Prior to this first human clinical trial, three years of in vitro testing and experiments on porcine model, with both clinical and one to seven month angiographic follow-up, were needed to finalise the design of the stent and to demonstrate the feasibility, efficacy and safety of this device19. The concept of a stent dedicated to the bifurcation appeared in the literature a few years ago, but no systematic angiographic evaluation of the restenosis rate at six months were performed and low rate of successful device implantation were reported due to their inadequate shape20-22. More interesting were the approach with stents incorporating a side aperture or a very limited amount of scaffolding for the side-branch-ostium23-25. A high rate (43%) of side-branch additional stenting and a 45% overall restenosis rate for any branch was reported in the Frontier Stent Registry24. At six months the MACE rate was 17%, similar to our results.
Even in the DES era, the SB remained a problem (21% of restenosis as compared to 6% of restenosis in the MB) and no indications were given regarding the most appropriate technique, i.e. stenting of both branches or stenting of the MB with provisional stenting of the SB29. Tanabe et al reported a 10% incidence of MACE at six months with sirolimus-eluting stent implantation in both the main vessel and SB30. Two randomised studies showed that elective SB stenting seems to provide no advantages over the simple stent jail followed by SB balloon dilation31,32.

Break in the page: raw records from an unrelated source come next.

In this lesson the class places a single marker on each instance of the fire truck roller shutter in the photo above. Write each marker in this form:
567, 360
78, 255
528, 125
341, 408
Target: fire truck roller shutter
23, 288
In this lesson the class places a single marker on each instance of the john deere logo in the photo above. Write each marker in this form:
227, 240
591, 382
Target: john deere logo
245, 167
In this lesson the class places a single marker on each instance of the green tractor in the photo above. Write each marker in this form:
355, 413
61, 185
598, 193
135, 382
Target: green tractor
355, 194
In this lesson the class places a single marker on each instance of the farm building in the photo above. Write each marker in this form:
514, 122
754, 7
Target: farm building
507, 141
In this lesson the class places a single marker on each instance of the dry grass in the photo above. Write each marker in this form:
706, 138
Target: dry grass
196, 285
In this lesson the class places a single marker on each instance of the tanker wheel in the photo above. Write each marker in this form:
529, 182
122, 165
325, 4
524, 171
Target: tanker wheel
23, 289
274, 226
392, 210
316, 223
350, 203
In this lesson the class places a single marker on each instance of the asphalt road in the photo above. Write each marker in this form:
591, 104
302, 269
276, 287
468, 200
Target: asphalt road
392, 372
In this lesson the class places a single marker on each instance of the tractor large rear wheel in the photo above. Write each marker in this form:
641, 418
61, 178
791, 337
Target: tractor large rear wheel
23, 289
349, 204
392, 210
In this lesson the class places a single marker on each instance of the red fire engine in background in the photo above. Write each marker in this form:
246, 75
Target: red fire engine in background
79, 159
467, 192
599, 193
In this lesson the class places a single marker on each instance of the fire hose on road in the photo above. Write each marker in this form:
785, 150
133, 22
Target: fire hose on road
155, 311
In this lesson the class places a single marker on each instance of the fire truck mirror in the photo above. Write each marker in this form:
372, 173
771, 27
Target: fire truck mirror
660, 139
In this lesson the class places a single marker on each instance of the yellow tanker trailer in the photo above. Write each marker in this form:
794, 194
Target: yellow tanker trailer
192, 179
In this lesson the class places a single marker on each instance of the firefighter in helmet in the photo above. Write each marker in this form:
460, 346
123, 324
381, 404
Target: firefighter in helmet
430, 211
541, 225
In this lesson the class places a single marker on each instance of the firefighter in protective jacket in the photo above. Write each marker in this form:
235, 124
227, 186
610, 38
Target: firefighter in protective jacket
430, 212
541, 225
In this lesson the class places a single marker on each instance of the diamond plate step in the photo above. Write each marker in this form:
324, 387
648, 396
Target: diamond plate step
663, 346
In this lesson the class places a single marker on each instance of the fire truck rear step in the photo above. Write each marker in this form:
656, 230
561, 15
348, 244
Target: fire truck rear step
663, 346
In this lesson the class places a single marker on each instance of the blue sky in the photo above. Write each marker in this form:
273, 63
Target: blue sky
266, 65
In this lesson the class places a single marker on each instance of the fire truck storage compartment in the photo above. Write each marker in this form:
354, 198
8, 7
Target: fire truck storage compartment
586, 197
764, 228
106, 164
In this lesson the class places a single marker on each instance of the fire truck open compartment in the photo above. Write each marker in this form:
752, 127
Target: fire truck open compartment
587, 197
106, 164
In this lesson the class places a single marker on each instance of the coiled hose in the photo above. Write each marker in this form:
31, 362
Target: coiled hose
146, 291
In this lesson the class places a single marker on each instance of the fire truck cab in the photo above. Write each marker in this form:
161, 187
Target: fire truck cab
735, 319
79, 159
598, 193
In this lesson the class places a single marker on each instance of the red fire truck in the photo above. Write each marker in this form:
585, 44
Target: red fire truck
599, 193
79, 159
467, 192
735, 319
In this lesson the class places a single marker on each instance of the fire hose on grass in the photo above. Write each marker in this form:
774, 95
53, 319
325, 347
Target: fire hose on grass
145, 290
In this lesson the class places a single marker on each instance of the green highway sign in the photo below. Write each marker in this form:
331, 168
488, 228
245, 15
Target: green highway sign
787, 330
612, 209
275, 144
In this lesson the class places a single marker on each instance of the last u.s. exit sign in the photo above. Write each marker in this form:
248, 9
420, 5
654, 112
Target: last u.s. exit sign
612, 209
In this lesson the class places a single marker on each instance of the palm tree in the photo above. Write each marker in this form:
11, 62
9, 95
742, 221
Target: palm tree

The major complication of coronary stenting remains acute thrombosis which is associated with either death or nonfatal myocardial infarction33,34. Farb et al have described, among the mechanisms of late stent thrombosis, the improper position of the SB stent which protruded back into the MB. This complication seems to be more frequent in bifurcated lesions than in other type of complex lesions. This is particularly true with the use of DES in treatment of coronary bifurcation lesions. Colombo et al reported a 3.5% risk of stent thrombosis in their randomised study29. In the present study, we did not observe any DBS stent thrombosis.
Study limitations
The major limitations of this study were the use of bare metal stents in the era of DES and the relatively small number of patients included in this pilot-trial. The bulk and tractability of the DBS stent need to be improved to allow a smaller size catheter approach. However, the present study is a step toward a safe and efficacious treatment of bifurcated lesions involving two large coronary vessels.
Conclusions
The use of a true bifurcated stent with two legs in the treatment of bifurcated lesions of large coronary arteries appears feasible and safe with a high successful implantation rate, no late thrombosis, a relatively low restenosis rate at six months, stable clinical results and low MACE at five years. This bifurcated device should be improved and appears as an efficient platform for a future DES.
Appendix
The following institutions and investigators participated in the FIH DBS study. The number of patients enrolled is given in brackets.
Institut Mutualiste Montsouris, Paris (12): A. Dibie; Centre Cardiologique du Nord, Saint-Denis (11): B. Chevalier; Clinique Pasteur, Toulouse (7): J. Fajadet; Institut Jacques Cartier, Massy (4): T. Lefèvre.
Acknowledgements
The authors gratefully acknowledge the help of Dr. Jean Bachet for editorial assistance.
This study was supported by a grant from Cordis, a Johnson & Johnson company.